Department of Homeland Security (DHS) issues Notice to Appear (NTA) with EOIR to initiate removal proceedings. Upon receiving this charging document, EOIR decides whether the individual may be deported.
There are three possibilities for receiving a Notice to Appear:
- as an “arriving alien” who has been stopped at a port of entry before admittance,
- being an immigrant who is already in the U.S. and has not yet been admitted or paroled,
- an admitted immigrant who has now been deemed deportable for a reason listed on the NTA.
While the USCIS has always had the authority to issue NTAs, it had traditionally utilized this authority sparingly, usually only when the petitioner had a criminal conviction.
With recently updated policy guidance, immigrants will receive a Notice to Appear and be placed into removal proceedings if they apply for modifications of their visa status, green cards, or naturalization and are denied.
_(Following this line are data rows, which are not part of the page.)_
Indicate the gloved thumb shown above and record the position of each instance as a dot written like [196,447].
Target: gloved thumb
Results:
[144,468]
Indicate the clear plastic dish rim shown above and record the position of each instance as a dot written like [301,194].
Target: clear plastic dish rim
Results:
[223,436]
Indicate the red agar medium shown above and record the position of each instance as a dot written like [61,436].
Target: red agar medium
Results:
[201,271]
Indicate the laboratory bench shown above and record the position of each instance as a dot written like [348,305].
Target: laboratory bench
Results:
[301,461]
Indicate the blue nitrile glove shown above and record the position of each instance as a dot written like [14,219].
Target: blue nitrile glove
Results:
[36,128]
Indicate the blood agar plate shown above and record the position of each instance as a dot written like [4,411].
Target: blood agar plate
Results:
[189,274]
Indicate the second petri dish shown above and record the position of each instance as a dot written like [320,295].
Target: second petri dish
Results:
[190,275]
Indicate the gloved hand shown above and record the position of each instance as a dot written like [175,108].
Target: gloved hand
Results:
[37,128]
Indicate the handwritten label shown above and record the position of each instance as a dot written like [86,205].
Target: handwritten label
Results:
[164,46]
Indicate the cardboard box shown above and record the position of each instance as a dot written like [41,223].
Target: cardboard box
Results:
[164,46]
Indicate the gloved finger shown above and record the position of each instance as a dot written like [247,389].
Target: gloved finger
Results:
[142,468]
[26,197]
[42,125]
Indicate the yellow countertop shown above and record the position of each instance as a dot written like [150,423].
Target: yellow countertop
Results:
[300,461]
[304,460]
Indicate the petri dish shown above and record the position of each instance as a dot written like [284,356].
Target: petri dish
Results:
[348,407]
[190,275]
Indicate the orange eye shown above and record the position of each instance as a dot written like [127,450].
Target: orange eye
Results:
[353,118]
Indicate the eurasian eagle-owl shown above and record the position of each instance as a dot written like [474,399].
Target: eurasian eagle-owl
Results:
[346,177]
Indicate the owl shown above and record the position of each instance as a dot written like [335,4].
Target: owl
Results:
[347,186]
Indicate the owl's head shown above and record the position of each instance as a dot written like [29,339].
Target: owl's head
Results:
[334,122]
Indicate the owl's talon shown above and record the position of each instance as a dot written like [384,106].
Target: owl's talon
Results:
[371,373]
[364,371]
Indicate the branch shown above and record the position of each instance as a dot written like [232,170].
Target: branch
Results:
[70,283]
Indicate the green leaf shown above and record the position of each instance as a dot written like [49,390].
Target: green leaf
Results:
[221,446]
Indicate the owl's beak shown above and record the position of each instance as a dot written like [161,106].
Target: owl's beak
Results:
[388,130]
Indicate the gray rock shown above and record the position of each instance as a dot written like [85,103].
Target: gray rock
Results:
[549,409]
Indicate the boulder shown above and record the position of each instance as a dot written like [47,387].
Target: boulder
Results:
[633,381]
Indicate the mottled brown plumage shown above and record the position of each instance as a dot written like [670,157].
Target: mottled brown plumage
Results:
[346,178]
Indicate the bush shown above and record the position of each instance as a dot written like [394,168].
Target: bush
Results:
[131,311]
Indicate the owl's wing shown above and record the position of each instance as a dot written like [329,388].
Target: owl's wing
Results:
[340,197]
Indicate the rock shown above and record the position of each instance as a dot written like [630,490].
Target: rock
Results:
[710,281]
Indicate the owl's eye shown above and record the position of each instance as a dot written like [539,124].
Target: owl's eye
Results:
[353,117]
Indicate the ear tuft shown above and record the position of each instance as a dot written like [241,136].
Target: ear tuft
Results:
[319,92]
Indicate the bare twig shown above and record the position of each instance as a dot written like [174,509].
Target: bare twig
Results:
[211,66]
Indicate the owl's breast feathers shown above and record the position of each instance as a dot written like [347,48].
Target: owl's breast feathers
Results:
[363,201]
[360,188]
On the other side, it is possible to receive an NTA if they are charged with a crime or any association with the activity that the Department of Homeland Security (DHS) considers to be criminal.
Immigration court decisions can be appealed to the BIA. BIA will review the papers and decide on appeals, but in infrequent circumstances, it may invite you to hear oral arguments at their headquarters. These decisions are binding, but there is also a chance that federal courts or the Attorney General overrule them. If you lose your appeal before the BIA, for some matters, you may file a petition for review in the Federal Court of Appeals in your respective circuit where the original case was filed, and you will have to do it within 30 days of the BIA decision.
If you are invited to appear in Immigration Court on a criminal or civil matter, you may find this situation inconvenient to handle on your own. In the Detroit area, there are some prominent law offices established specialized in immigration matters that you can hire to handle your case.
The immigration court system is the entity where immigration judges decide on immigration matters.